代码示例 / 自然语言处理 / 使用 BERT 进行文本提取

使用 BERT 进行文本提取

作者: Apoorv Nandan
创建日期 2020/05/23
上次修改 2020/05/23

ⓘ 此示例使用 Keras 2

在 Colab 中查看 GitHub 源码

描述: 在 SQuAD 上微调来自 HuggingFace Transformers 的预训练 BERT 模型。


引言

本演示使用 SQuAD(斯坦福问答数据集)。在 SQuAD 中,输入包含一个问题和一段上下文。目标是在段落中找到回答问题的文本范围。我们使用“精确匹配”指标评估我们在该数据集上的性能,该指标衡量预测与任何一个真实答案完全匹配的百分比。

我们对 BERT 模型进行微调以执行以下任务

  1. 将上下文和问题作为输入馈送到 BERT。
  2. 获取两个维度等于 BERT 隐藏状态维度的向量 S 和 T。
  3. 计算每个标记是答案开始和结束的概率。标记是答案开始的概率由 S 与 BERT 最后层中标记的表示之间的点积给出,然后对所有标记进行 softmax。标记是答案结束的概率以类似的方式使用向量 T 计算。
  4. 微调 BERT 并在此过程中学习 S 和 T。

参考文献

设置

import os
import re
import json
import string
import numpy as np
import tensorflow as tf
from tensorflow import keras
from tensorflow.keras import layers
from tokenizers import BertWordPieceTokenizer
from transformers import BertTokenizer, TFBertModel, BertConfig

max_len = 384
configuration = BertConfig()  # default parameters and configuration for BERT

设置 BERT 分词器

# Save the slow pretrained tokenizer
slow_tokenizer = BertTokenizer.from_pretrained("bert-base-uncased")
save_path = "bert_base_uncased/"
if not os.path.exists(save_path):
    os.makedirs(save_path)
slow_tokenizer.save_pretrained(save_path)

# Load the fast tokenizer from saved file
tokenizer = BertWordPieceTokenizer("bert_base_uncased/vocab.txt", lowercase=True)

加载数据

train_data_url = "https://rajpurkar.github.io/SQuAD-explorer/dataset/train-v1.1.json"
train_path = keras.utils.get_file("train.json", train_data_url)
eval_data_url = "https://rajpurkar.github.io/SQuAD-explorer/dataset/dev-v1.1.json"
eval_path = keras.utils.get_file("eval.json", eval_data_url)

预处理数据

  1. 遍历 JSON 文件并将每个记录存储为 SquadExample 对象。
  2. 遍历每个 SquadExample 并创建 x_train, y_train, x_eval, y_eval
class SquadExample:
    def __init__(self, question, context, start_char_idx, answer_text, all_answers):
        self.question = question
        self.context = context
        self.start_char_idx = start_char_idx
        self.answer_text = answer_text
        self.all_answers = all_answers
        self.skip = False

    def preprocess(self):
        context = self.context
        question = self.question
        answer_text = self.answer_text
        start_char_idx = self.start_char_idx

        # Clean context, answer and question
        context = " ".join(str(context).split())
        question = " ".join(str(question).split())
        answer = " ".join(str(answer_text).split())
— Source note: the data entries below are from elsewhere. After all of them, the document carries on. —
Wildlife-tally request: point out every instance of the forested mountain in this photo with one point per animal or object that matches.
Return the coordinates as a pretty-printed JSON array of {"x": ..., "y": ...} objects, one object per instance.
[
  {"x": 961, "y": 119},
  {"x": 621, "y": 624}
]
        # Find end character index of answer in context
        end_char_idx = start_char_idx + len(answer)
        if end_char_idx >= len(context):
            self.skip = True
            return

        # Mark the character indexes in context that are in answer
        is_char_in_ans = [0] * len(context)
        for idx in range(start_char_idx, end_char_idx):
            is_char_in_ans[idx] = 1

        # Tokenize context
        tokenized_context = tokenizer.encode(context)

        # Find tokens that were created from answer characters
        ans_token_idx = []
        for idx, (start, end) in enumerate(tokenized_context.offsets):
            if sum(is_char_in_ans[start:end]) > 0:
                ans_token_idx.append(idx)

        if len(ans_token_idx) == 0:
            self.skip = True
            return

        # Find start and end token index for tokens from answer
        start_token_idx = ans_token_idx[0]
        end_token_idx = ans_token_idx[-1]

        # Tokenize question
        tokenized_question = tokenizer.encode(question)

        # Create inputs
        input_ids = tokenized_context.ids + tokenized_question.ids[1:]
        token_type_ids = [0] * len(tokenized_context.ids) + [1] * len(
            tokenized_question.ids[1:]
        )
        attention_mask = [1] * len(input_ids)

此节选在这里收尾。